Jiang Yuan serra la boule de poils contre elle et adressa un sourire amical à Cao Laoting.
« Tante Cao, ma petite chatte vous a fait pipi dessus par accident cet après-midi. Elle vous fera peut-être pipi sur le visage par accident tout à l'heure. »
Le visage de Cao Laoting se décomposa aussitôt.
Elle serra les dents de rage et emmena de mauvaise grâce son mari et sa fille.
Jiang Yuan alla jusqu'à la porte, regarda les trois s'éloigner piteusement, puis lança : « Tante Cao, ma petite chatte vous accueillera toujours avec plaisir. »
Après ces mots, Cao Laoting pressa encore le pas, manquant de s'étaler de tout son long.
Jiang Yuan referma la porte et regarda Jiang Die, l'inquiétude dissimulée entre les sourcils : « Grande sœur, Cao Laoting raconte n'importe quoi. Ne l'écoute pas. »
« Je sais. » Jiang Die sourit. « Heureusement que Yuan Yuan était là ce soir. »
« Oui, elle a dit ce que je ne pouvais pas dire. » Deng Rui approuva en hochant la tête. « Ce soir, elle a été ma voix. »
« Ça fait longtemps qu'elle m'insupporte. » Jiang Yuan fronça les sourcils.
C'était bien la grande bouche de Cao Laoting qui avait répandu la nouvelle de la grossesse de Jiang Die avant le mariage, et elle en avait même rajouté et inventé des histoires, ruinant sa réputation.
Zhan Zhan et Momo regardaient Jiang Yuan en silence, de grosses interrogations dans leurs petites têtes.

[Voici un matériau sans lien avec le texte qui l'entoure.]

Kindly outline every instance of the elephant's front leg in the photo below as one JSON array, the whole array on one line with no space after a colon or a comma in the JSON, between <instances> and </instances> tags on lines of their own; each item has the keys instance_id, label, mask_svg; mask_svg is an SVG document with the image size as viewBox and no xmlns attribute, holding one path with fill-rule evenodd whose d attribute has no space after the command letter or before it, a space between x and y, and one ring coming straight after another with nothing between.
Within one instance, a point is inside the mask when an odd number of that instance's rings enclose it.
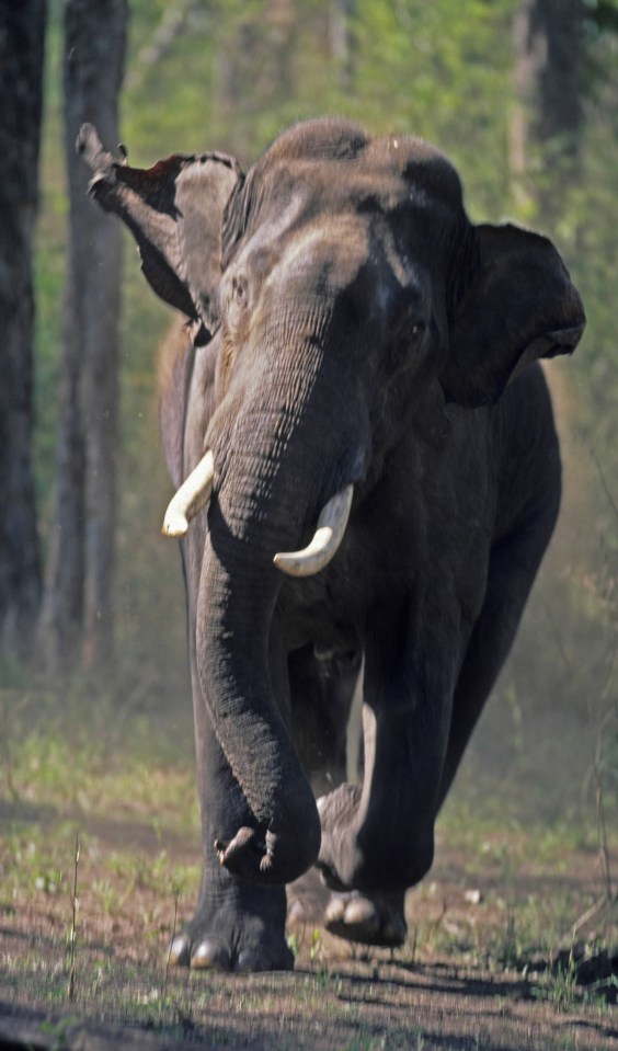
<instances>
[{"instance_id":1,"label":"elephant's front leg","mask_svg":"<svg viewBox=\"0 0 618 1051\"><path fill-rule=\"evenodd\" d=\"M335 889L402 895L431 867L459 650L453 610L427 618L400 608L393 617L391 605L374 618L363 785L342 785L318 804L318 866ZM438 633L449 644L439 646Z\"/></svg>"},{"instance_id":2,"label":"elephant's front leg","mask_svg":"<svg viewBox=\"0 0 618 1051\"><path fill-rule=\"evenodd\" d=\"M291 728L311 787L322 798L346 778L346 739L362 670L358 644L314 648L289 656ZM363 945L401 946L407 926L403 894L366 895L330 891L314 870L288 888L288 924L323 924L331 934Z\"/></svg>"},{"instance_id":3,"label":"elephant's front leg","mask_svg":"<svg viewBox=\"0 0 618 1051\"><path fill-rule=\"evenodd\" d=\"M217 743L194 675L203 878L193 918L176 935L170 961L222 971L290 970L284 887L259 887L224 868L215 841L245 823L247 803Z\"/></svg>"}]
</instances>

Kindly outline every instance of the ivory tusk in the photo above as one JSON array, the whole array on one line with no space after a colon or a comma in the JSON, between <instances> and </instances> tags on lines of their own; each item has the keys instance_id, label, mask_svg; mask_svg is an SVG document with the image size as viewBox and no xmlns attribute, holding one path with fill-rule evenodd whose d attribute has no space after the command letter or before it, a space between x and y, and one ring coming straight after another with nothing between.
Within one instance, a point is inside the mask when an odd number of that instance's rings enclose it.
<instances>
[{"instance_id":1,"label":"ivory tusk","mask_svg":"<svg viewBox=\"0 0 618 1051\"><path fill-rule=\"evenodd\" d=\"M164 536L185 536L191 519L210 499L214 477L215 460L208 450L172 496L161 529Z\"/></svg>"},{"instance_id":2,"label":"ivory tusk","mask_svg":"<svg viewBox=\"0 0 618 1051\"><path fill-rule=\"evenodd\" d=\"M335 493L318 518L318 528L311 542L302 551L282 551L273 561L288 576L312 576L328 566L343 540L354 487L346 485Z\"/></svg>"}]
</instances>

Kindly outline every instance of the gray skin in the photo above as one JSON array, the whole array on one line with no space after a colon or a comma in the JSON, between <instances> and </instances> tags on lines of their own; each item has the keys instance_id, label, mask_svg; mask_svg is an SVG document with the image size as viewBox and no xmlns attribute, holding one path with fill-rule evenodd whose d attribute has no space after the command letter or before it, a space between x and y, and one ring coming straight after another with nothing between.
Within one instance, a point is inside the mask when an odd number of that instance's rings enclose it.
<instances>
[{"instance_id":1,"label":"gray skin","mask_svg":"<svg viewBox=\"0 0 618 1051\"><path fill-rule=\"evenodd\" d=\"M205 449L215 462L182 542L204 878L172 959L290 967L285 884L314 864L344 902L375 903L351 936L393 944L554 526L536 362L575 347L580 297L546 238L473 226L415 138L308 122L247 175L217 153L140 171L89 126L78 150L188 319L161 403L174 484ZM274 555L348 483L332 561L284 575ZM339 787L318 808L310 780Z\"/></svg>"}]
</instances>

Pourquoi la méchante tata est-elle devenue si gentille ?
Les deux petits n'étaient pas les seuls à se poser la question : Jiang Die et Deng Rui n'y comprenaient rien non plus.
Jiang Yuan, la principale intéressée, ne rentra pas chez elle tout de suite après avoir raccompagné sa sœur et ses deux enfants. Elle alla plutôt saluer les petits animaux au pied de l'immeuble.
L'apparition de l'homme-taupe l'avait mise sur ses gardes.
Jiang Yuan demanda aux petits animaux de veiller sur la famille de Jiang Die.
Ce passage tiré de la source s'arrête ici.